Diurnal Variation of Organic Carbon Sources in Georgia
Yuan Cheng (1), MEI ZHENG (1), Xiuying Zhao (1), Wenyan Shi (1), Xiaolu Zhang (1), Rodney J. Weber (1), Eric S. Edgerton (2), and James J. Schauer (3)
(1) School of Earth and Atmospheric Sciences, Georgia Institute of Technology, Atlanta, GA (2) Atmospheric Research & Analysis, Inc., Cary, NC (3) University of Wisconsin-Madison, Madison, WI
Abstract Number: 569
Preference: Platform Presentation
Last modified: May 13, 2010
Working Group: Aerosol Chemistry
Organic carbon is a major component of PM2.5 in the southeastern United States. The present study was a part of the August Mini-Intensive Gas and Aerosol Study (AMIGAS) in Georgia, in which 8-hour Hi-vol PM2.5 samples were collected during summer 2008 at one urban site and one rural site in Georgia. PM2.5 samples from day and night were analyzed for organic carbon (OC), elemental carbon (EC), and about 100 individual organic compounds including some important tracers. A chemical mass balance model based on molecular markers (CMB-MM) was applied to determine the relative contribution of major sources to ambient OC. There was no significant diurnal variation for PM2.5 during the study period. However, a clear diurnal pattern was observed for OC and EC. OC was higher during the day, mainly contributed by the emissions from gasoline engine exhaust and the formation of secondary organic aerosol (SOA). In contrast, EC was higher at night, primarily due to emissions from diesel engine exhaust and also other combustion processes such as biomass burning. Most organic tracers exhibited clear diurnal variations. For example, higher levels of hopanes and steranes were found during the day, while an obvious increase of levoglucosan and PAHs was observed at night. Tracers from secondary formation tend to be more abundant or slightly higher during the day. Primary tracers from combustion related sources are significantly higher at the urban site.

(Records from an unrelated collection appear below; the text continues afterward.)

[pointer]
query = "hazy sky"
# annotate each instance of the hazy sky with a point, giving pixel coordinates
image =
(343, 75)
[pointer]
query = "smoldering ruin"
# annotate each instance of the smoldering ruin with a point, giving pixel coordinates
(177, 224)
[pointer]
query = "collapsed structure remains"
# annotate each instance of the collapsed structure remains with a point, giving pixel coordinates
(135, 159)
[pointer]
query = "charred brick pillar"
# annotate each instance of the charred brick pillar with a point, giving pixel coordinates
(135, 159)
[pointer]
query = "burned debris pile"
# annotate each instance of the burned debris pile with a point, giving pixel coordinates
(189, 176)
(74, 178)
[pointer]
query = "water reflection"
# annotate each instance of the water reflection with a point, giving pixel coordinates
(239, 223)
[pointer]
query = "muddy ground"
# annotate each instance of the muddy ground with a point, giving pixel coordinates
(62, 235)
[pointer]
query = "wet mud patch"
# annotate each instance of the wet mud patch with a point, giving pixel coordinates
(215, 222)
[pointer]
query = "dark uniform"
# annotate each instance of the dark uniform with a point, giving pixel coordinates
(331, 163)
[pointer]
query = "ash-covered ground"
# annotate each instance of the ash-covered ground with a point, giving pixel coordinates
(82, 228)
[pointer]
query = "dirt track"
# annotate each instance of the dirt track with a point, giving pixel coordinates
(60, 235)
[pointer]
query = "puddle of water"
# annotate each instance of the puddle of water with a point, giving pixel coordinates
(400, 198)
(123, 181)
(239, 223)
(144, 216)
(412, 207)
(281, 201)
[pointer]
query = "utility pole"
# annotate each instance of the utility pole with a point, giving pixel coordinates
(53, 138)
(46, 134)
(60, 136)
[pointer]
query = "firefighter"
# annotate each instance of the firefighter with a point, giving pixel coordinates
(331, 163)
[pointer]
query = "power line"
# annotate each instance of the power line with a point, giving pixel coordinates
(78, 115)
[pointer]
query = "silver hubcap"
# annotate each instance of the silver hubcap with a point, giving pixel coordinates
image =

However, the difference in secondary components was less significant, indicating a relatively homogeneous distribution of SOA on a regional scale. It is interesting to note that concentrations of cholesterol, a typical tracer for meat cooking, are consistently higher at the rural site, especially during the daytime. This suggests it is very likely that there are additional sources for cholesterol at the rural site.